Estudo publicado na revista Nature Communications com participação do SGB contribui para aprimorar modelos globais de inundação
Estudo publicado na revista Nature Communications com participação do SGB contribui para aprimorar modelos globais de inundação
Pesquisa internacional, em parceria com as universidades de Oxford e de Loughborough, revela que rios em regiões tropicais transbordam com maior frequência do que o estimado
Brasília (DF) – Um estudo internacional publicado na revista científica Nature Communications, nesta terça-feira (18/08), apresenta novas evidências que podem ajudar a aprimorar modelos globais de risco de inundações. As pesquisas foram realizadas por especialistas das universidades de Oxford e Loughborough, com participação de pesquisadores de instituições de diferentes países, incluindo o Serviço Geológico do Brasil (SGB).

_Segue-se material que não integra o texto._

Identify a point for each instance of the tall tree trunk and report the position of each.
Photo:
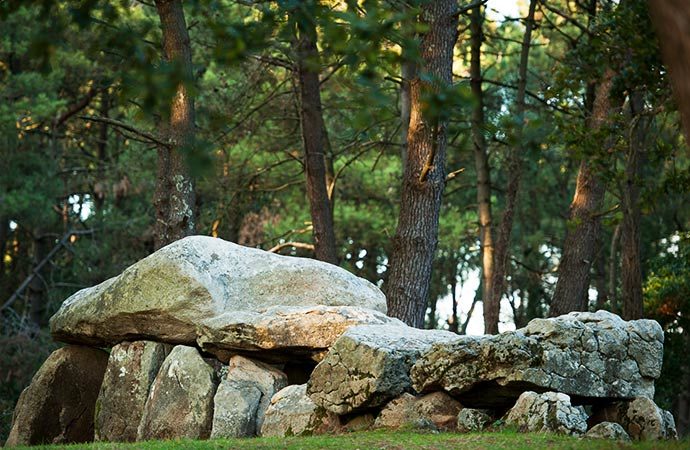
(600, 276)
(408, 69)
(100, 187)
(481, 163)
(4, 234)
(416, 236)
(313, 137)
(613, 266)
(671, 18)
(631, 272)
(174, 198)
(502, 249)
(580, 243)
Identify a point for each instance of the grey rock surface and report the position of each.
(180, 401)
(470, 419)
(440, 408)
(369, 365)
(435, 411)
(550, 412)
(640, 417)
(234, 409)
(258, 382)
(221, 296)
(132, 367)
(58, 406)
(608, 430)
(401, 413)
(585, 355)
(292, 413)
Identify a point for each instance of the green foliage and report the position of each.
(508, 440)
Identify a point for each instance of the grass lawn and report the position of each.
(391, 440)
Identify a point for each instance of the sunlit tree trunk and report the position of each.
(416, 235)
(174, 199)
(313, 134)
(631, 271)
(481, 163)
(515, 158)
(571, 292)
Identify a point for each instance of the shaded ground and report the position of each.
(392, 440)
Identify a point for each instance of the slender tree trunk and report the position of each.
(631, 272)
(600, 276)
(481, 163)
(580, 243)
(453, 321)
(408, 71)
(502, 249)
(4, 234)
(313, 135)
(613, 266)
(174, 198)
(100, 187)
(416, 236)
(671, 18)
(463, 327)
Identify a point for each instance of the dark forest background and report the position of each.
(416, 144)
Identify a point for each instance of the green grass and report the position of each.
(391, 440)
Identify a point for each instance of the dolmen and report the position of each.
(207, 339)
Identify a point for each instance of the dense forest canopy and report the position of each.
(426, 146)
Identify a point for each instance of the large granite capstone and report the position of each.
(225, 298)
(589, 356)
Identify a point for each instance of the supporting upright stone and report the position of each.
(58, 406)
(370, 365)
(640, 417)
(132, 367)
(180, 402)
(292, 413)
(548, 412)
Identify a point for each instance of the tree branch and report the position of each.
(116, 123)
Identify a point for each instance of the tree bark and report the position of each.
(600, 276)
(631, 272)
(571, 292)
(416, 235)
(100, 187)
(408, 70)
(174, 198)
(613, 266)
(502, 249)
(313, 136)
(481, 163)
(671, 18)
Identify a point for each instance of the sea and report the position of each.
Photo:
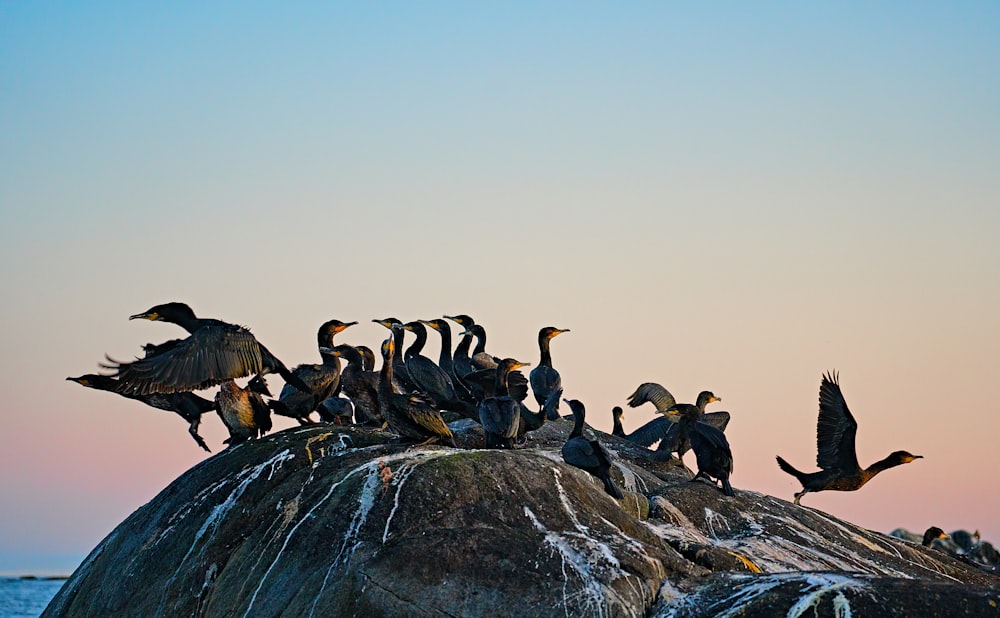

O trabalho contesta uma premissa adotada mundialmente, desde 1950, e demonstra que a frequência de transbordamento dos rios (vazão de calha cheia ou bankfull discharge) varia de forma expressiva segundo o clima da região. Historicamente, os os Modelos Globais de Inundação (GFMs) ) utilizam a chamada "regra dos dois anos" para estimar o limite máximo de água que um rio comporta antes de transbordar, em qualquer lugar do mundo.
O estudo mostra que essa generalização, com base em dados da década de 1950, induz a erros. Em regiões tropicais, como a maior parte do Brasil, os rios atingem a capacidade máxima com uma mediana de 1,5 ano, com registros observados de até 1 ano. Isso faz com que transbordem quase três vezes mais frequentemente do que rios em regiões áridas (onde a mediana é de 4,3 anos), e não no intervalo padrão de 2 anos assumido anteriormente.

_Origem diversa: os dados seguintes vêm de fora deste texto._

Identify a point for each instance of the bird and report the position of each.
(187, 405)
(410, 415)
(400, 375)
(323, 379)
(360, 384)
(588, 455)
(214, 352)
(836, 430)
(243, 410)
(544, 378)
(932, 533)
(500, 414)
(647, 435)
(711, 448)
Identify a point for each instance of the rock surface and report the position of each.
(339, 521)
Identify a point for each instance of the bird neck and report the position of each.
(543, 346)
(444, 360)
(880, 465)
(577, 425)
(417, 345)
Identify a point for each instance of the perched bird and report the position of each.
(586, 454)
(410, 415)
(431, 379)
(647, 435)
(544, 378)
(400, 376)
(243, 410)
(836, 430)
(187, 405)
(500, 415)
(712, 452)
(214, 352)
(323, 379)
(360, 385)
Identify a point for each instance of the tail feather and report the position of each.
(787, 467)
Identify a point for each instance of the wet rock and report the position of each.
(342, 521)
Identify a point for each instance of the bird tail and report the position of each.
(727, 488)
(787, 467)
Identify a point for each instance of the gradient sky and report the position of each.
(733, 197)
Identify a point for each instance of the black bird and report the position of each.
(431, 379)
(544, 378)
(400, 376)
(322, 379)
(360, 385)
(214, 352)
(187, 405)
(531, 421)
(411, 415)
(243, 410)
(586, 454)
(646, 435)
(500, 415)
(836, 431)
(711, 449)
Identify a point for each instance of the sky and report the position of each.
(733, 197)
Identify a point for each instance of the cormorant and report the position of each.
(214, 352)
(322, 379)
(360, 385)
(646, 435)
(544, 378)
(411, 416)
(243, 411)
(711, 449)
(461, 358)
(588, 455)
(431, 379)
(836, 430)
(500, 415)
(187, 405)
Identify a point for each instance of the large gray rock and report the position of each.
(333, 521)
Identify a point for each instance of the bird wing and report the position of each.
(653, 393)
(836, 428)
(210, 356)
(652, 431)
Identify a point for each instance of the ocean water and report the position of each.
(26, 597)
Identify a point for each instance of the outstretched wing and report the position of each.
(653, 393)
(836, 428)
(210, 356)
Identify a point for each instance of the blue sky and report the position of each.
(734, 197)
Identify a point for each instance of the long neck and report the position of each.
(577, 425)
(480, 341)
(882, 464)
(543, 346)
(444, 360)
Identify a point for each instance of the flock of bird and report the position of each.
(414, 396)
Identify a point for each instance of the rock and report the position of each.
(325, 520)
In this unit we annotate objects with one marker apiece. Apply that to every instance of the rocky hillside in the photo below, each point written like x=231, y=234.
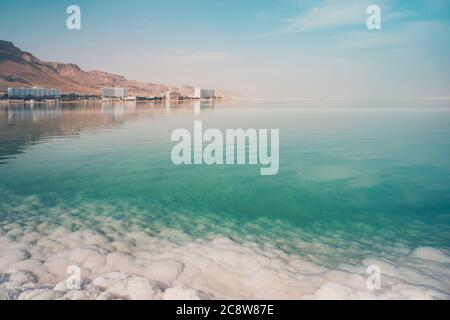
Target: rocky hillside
x=19, y=68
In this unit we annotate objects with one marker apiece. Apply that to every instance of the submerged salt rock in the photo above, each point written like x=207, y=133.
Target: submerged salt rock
x=80, y=295
x=178, y=293
x=31, y=265
x=39, y=294
x=335, y=291
x=9, y=293
x=4, y=277
x=9, y=257
x=166, y=270
x=105, y=296
x=20, y=277
x=125, y=286
x=428, y=253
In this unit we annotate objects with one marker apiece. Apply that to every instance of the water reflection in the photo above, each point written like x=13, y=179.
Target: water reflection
x=22, y=126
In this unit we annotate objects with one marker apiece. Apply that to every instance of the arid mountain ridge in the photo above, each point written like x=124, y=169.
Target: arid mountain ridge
x=22, y=69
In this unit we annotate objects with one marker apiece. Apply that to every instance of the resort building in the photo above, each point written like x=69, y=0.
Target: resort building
x=113, y=92
x=34, y=92
x=171, y=95
x=204, y=93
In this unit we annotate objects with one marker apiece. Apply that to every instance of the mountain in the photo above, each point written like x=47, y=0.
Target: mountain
x=22, y=69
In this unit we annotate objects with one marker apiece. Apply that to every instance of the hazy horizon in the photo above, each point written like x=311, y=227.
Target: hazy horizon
x=261, y=49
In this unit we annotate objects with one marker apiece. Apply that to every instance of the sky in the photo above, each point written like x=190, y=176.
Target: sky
x=267, y=49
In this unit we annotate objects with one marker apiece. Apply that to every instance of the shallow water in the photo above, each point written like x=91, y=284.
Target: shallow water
x=359, y=184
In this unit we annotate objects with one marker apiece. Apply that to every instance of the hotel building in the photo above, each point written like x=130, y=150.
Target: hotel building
x=113, y=92
x=204, y=93
x=34, y=92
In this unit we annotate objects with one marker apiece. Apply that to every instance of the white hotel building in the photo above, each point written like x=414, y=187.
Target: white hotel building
x=204, y=93
x=34, y=92
x=113, y=92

Além disso, modelos globais tendem a subestimar a profundidade e a extensão das inundações nessas regiões, reduzindo a percepção do real impacto das cheias em áreas tropicais.
Estimativa das vazões
Para estimar essas vazões no mundo, pesquisadores analisaram dados observacionais e usaram machine learning (IA) em cerca de 2,87 milhões de km de rios, com resolução de aproximadamente 1 km. A metodologia combinou observações, conhecimento hidrológico e aprendizado de máquina para preencher lacunas, especialmente em rios sem monitoramento, e melhorar a representação dos canais nos modelos globais de inundação.
Durante a pesquisa, o pesquisador do SGB Marcus Suassuna contribuiu com dados e aplicação de métodos de estimativas de vazão de calha cheia no país. Essa variável não é medida diretamente nas estações monitoradas pelo SGB, por isso foi estimada a partir de registros de medições de vazão e de dados das seções transversais das estações.
Os dados históricos disponibilizados pelo Serviço Geológico do Brasil também contribuíram para as estimativas realizadas no território brasileiro, ampliando a representação da América do Sul no modelo global.
Recomendações globais e ciência aberta
A pesquisa recomenda três mudanças para a comunidade global:
- Desenvolvimento de modelos de inundação que adotem intervalos de recorrência específicos para cada zona climática;
- Investimentos no monitoramento de bacias tropicais e áridas, frequentemente sub representadas em estudos globais;
- Reavaliação de mapas de risco baseados na antiga premissa de dois anos.
Todos os dados de vazão (GQBF - Global River Bankfull Discharge) e os códigos desenvolvidos no estudo foram disponibilizados abertamente no repositório Zenodo.